![]() |
ditulis oleh Justin Akers Chacon |
Fase pertama krisis dipicu oleh kepanikan global 1% (elit terkaya di
dunia), terutama di AS, karena kepercayaan diri investor pada fungsi “pasar
bebas” mulai buyar. Orang-orang terkaya di pusat-pusat kekuasaan dengan susah
payah berusaha menarik kekayaan mereka dari pasar spekulatif sebagai upaya
meraih dan menimbun kekayaan mereka di tengah-tengah ketidakstabilan dan
ancaman keruntuhan ekonomi yang menjelang. Ini terjadi bahkan sebelum kita
mengalami fenomena penimbunan barang-barang kebutuhan pokok.
Saat
Laba Diutamakan daripada Kesejahteraan nnn
Struktur sistem kapitalis global atau bahkan tidak terstrukturnya sistem
kapitalis global telah mempercepat dan memperparah dampak-dampak pandemi. Model
kapitalisme neoliberal yang diterapkan secara luas telah membuat negara tampak
vulgar menjadi alat kekuasaan kelas penindas sekaligus alat yang dapat mengeruk
keuntungan secara lebih buas, sembari mengesampingkan fungsi sosialnya. Ini
secara khusus terjadi di Amerika Serikat, di mana kelas kapitalis yang berkuasa
telah menguasai dan sekarang mengendalikan banyak sistem politik secara
langsung. Saat berkuasa, fungsi negara kapitalis adalah untuk meningkatkan laba
dan kekayaan dibandingkan hal-hal yang berhubungan dengan perencanaan,
investasi, atau kesiapan yang tidak menawarkan “pengembalian investasi”.

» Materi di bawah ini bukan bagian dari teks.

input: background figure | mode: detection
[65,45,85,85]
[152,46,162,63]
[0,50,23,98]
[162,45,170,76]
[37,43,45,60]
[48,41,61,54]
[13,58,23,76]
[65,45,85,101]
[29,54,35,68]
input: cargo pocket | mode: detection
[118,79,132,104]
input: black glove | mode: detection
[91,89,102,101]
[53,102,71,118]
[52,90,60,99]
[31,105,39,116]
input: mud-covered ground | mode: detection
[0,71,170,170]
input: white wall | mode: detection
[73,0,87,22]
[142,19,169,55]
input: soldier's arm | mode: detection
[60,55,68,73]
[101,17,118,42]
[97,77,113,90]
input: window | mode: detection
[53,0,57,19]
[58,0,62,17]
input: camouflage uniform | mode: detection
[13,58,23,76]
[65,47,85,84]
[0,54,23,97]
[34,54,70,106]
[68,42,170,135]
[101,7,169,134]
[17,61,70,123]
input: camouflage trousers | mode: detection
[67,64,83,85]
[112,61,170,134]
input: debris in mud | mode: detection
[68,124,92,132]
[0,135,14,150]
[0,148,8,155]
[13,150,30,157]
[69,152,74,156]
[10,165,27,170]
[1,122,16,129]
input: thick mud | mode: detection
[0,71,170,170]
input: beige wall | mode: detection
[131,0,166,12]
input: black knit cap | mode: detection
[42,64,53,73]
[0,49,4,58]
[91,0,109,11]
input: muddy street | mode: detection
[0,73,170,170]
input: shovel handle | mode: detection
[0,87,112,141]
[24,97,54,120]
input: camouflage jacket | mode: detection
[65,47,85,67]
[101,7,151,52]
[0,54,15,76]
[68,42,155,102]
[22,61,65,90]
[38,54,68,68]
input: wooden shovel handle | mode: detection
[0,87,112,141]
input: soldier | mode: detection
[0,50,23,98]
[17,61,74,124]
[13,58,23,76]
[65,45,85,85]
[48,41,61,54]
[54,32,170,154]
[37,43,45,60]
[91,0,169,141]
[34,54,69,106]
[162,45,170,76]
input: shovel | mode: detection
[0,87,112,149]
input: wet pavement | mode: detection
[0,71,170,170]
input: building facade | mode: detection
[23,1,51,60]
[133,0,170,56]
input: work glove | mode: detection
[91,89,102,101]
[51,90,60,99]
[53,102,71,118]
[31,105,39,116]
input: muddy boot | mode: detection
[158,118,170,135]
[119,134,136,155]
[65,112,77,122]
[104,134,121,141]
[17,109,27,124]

Manajemen negara telah mencermikan manajemen ekonomi melalui kebiasaan untuk
mengurangi dan memotong biaya, mengelompokkan pengambilan keputusan dari atas
ke bawah, dan menghitung kembali kegunaan semua fungsi berdasarkan ukuran pada
kinerja, produktivitas, produksi, dan keuntungan
Krisis ini telah diperparah secara internasional oleh ketidakmampuan atau
ketidakmauan pemerintah untuk menggantikan peran perusahaan multinasional dan
kapitalis finansial yang memperlakukan setiap krisis sebagai transaksi bisnis
dan peluang pertumbuhan. Kepala ekonom OECD mengeluh akhir-akhir ini:
Pasar keuangan telah … [menjadi] … dikacaukan oleh ketidakpastian yang
sangat jelas mengenai evolusi virus ini, respons kesehatan global yang sebagian
besar tidak terkoordinasi dan konsekuensi ekonomi dan keuangannya. Karena
ketidakpastian ini, pasar tidak mampu menetapkan berbagai risiko ataupun
ekspektasi-ekspektasi ekonomi. Beberapa ilmuwan mengesankan wabah bisa saja
terjadi lagi di akhir tahun, baik karena respon yang tidak terkoordinasi atau
apabila tidak ada vaksin atau obat yang tersedia.
Ketika industri dan seluruh ekonomi mulai ditutup, menjadi jelas bahwa
tanpa buruh, akumulasi akan terhenti, laba mengering, dan diikuti oleh
kebangkrutan yang terus meluas. Ini kemudian memicu kepanikan tambahan yang
menyebar ke seluruh penduduk, yang sebagian besar tidak punya saham, reksadana,
atau portofolio investasi. Rakyat jelata berjuang untuk memperoleh makanan,
memenuhi kebutuhan, dan mendapatkan rasa aman sambil menghadapi berbagai jenis
ketidakpastian: kelangkaan, kelaparan, pengangguran, perpindahan dari rumah
mereka; dan tentunya, kematian mereka sendiri.
Fase ketiga saat ini berlangsung dalam bentuk perselisihan di antara tenaga
kerja. Di banyak negara, negara dan individu kapitalis mendorong jutaan pekerja
untuk membahayakan hidup mereka agar kembali bekerja tanpa perlindungan dasar
dan diperlukan, atau terus bekerja di tengah pandemi yang menyebar di tempat
kerja. Pekerja di beberapa negara telah mulai melakukan pemogokan dan aksi
protes lainnya agar mereka tetap hidup.
Tumbal
Kapitalisme
Cara bagaimana krisis ini telah terungkap telah menunjukkan sifat mendasarnya.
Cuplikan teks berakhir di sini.